The difference, of course, is how it’s regarded when men gossip. Since what men say about things is more likely to be believed than what women say about things, our gossip is more often considered to just be a revealing and dissemination of facts, and this phenomenon stretches back to the playground and the homeroom. When Ricky Johnson said, in 11th grade, that he heard that Melissa Atkins had sex with Adam Henderson, the takeaway wasn’t “Ricky’s spreading rumors about Melissa and Adam” but “Melissa and Adam are fucking.” Our gossip matters more, not because we’re men and it’s more likely to be true, but because, since we’re men, it’s more likely to be considered true.
Despite this unambiguous proof, we are taught and we are told that women and girls are the natural gossips—and that gossip is a feminine thing. (And also that calling a thing a “feminine” thing is a pejorative.)
It’s so ingrained, this idea that women (and only women) must gossip—that they’re the only ones who enjoy the dance of standing in everyone’s shit and speculating about the shit they ain’t standing in—that it’s not uncommon for any conversation women have with each other to be considered gossip.
“What y’all over there gossiping about?” said the man entering a room of coworkers who happen to be women having a conversation.
“You going out with your girls to gossip, huh?” said the TV boyfriend to his girlfriend.
“What were your aunties and them gossiping about in the kitchen just now?,” said that same boyfriend, who maybe needs some new words now.

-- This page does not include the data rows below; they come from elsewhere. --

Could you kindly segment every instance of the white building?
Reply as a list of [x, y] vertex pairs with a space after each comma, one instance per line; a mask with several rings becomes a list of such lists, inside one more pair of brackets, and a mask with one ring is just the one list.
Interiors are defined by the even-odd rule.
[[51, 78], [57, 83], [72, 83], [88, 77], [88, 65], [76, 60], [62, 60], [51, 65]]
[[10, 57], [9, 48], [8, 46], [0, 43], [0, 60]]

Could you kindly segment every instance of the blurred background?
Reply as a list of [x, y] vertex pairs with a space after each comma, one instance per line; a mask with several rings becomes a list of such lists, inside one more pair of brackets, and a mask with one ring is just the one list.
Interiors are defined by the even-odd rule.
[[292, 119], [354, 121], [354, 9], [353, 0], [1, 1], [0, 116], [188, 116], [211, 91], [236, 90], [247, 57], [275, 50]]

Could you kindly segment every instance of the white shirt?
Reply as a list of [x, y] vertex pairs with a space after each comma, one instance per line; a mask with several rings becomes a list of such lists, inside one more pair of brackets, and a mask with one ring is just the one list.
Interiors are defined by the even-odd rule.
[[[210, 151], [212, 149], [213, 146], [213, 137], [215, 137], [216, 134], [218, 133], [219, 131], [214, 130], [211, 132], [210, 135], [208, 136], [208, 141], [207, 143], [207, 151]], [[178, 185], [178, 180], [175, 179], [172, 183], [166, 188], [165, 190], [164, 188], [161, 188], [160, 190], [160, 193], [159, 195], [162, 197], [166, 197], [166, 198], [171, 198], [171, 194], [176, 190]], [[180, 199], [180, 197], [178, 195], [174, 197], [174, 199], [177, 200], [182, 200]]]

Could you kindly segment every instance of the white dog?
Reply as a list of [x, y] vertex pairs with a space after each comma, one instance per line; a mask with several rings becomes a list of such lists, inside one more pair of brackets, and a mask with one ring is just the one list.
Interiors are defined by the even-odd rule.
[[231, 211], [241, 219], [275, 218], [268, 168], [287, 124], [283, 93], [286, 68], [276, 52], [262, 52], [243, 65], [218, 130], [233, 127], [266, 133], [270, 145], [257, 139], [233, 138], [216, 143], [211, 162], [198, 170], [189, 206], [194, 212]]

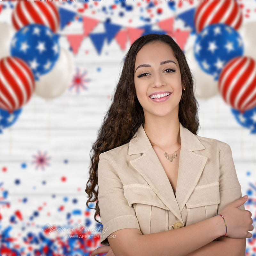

Auntie could’ve been in the kitchen discovering a homemade cure for bubble guts, but because she was talking to other women, it was just gossip.
I’m not saying that gossip is bad. I mean it can be very hurtful and destructive, but so can really bad pancakes. I don’t want to ban pancakes, so I don’t want to ban gossip. Just that the gendered connotation of it is dumb and needs to stop. I’d write more, but I need to go finish this, um, MANLY conversation I’m having with my boys right now about Lonzo Ball’s body language last night.